There are countless others who have offered up support. Past training clients who are still friends, high school class mates, family friends who have all dropped off gifts, or sent them via amazon!! But its more than the gifts, while they are very nice and will truly help alleviate the financial burden, and will help Emmie recover by giving her things to entertain her while she's down, it's the outpouring of love on my family. All the kind, encouraging words and the prayers that I know are going up on our behalf because I feel a peace that surpasses all understanding. A peace that only comes from God the Father.

The next few weeks will test me, Tom & Emmie. We will be tested spiritually, emotionally and physically. The task at hand is no small task, but it is what God is asking us to do. Difficult decisions have already been made for Emmie, and I'm sure there are more to come. I just pray we are doing what is right for Emmie. So please continue to pray for us. Pray on Monday every chance you get, pray every time we pop into your head over the next few weeks and months.

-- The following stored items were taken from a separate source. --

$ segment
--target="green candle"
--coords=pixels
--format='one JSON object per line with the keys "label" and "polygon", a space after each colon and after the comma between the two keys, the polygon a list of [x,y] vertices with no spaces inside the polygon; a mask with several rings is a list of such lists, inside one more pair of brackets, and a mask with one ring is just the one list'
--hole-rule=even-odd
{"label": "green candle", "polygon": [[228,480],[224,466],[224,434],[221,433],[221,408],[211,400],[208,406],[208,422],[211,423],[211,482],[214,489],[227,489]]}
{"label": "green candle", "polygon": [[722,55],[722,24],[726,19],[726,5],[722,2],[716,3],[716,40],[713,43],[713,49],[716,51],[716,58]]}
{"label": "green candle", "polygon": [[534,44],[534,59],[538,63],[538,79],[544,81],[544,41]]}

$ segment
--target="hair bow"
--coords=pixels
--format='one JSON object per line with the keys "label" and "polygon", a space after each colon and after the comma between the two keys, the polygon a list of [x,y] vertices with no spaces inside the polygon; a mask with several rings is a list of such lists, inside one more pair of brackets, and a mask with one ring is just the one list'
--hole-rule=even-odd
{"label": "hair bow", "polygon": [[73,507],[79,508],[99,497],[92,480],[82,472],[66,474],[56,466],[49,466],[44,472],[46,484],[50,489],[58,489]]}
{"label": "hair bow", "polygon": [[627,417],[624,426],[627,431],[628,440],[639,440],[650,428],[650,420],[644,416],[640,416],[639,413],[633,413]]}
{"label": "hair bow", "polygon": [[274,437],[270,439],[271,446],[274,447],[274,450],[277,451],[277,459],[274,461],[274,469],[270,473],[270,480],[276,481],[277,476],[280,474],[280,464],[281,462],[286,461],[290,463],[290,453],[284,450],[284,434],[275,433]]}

Surgery is Monday. 6:30am check in time, 7:30am start time, which probably means they'll take her from us around 7:00am, which will be the hardest part for me. Then 6 to 10 hours of surgery. We will get hourly updates, and I'll update on facebook and text message. I'll blog at the end of the day, hopefully, as long as I have time and Emmie is sleeping peacefully.

Thank you just doesn't seem like enough. Thank you for reading, praying and supporting us!!

Psalms 28:7 The Lord is my strength and my shield; my heart trusts in him, and he helps me. My heart leaps for joy, and with my song I praise him.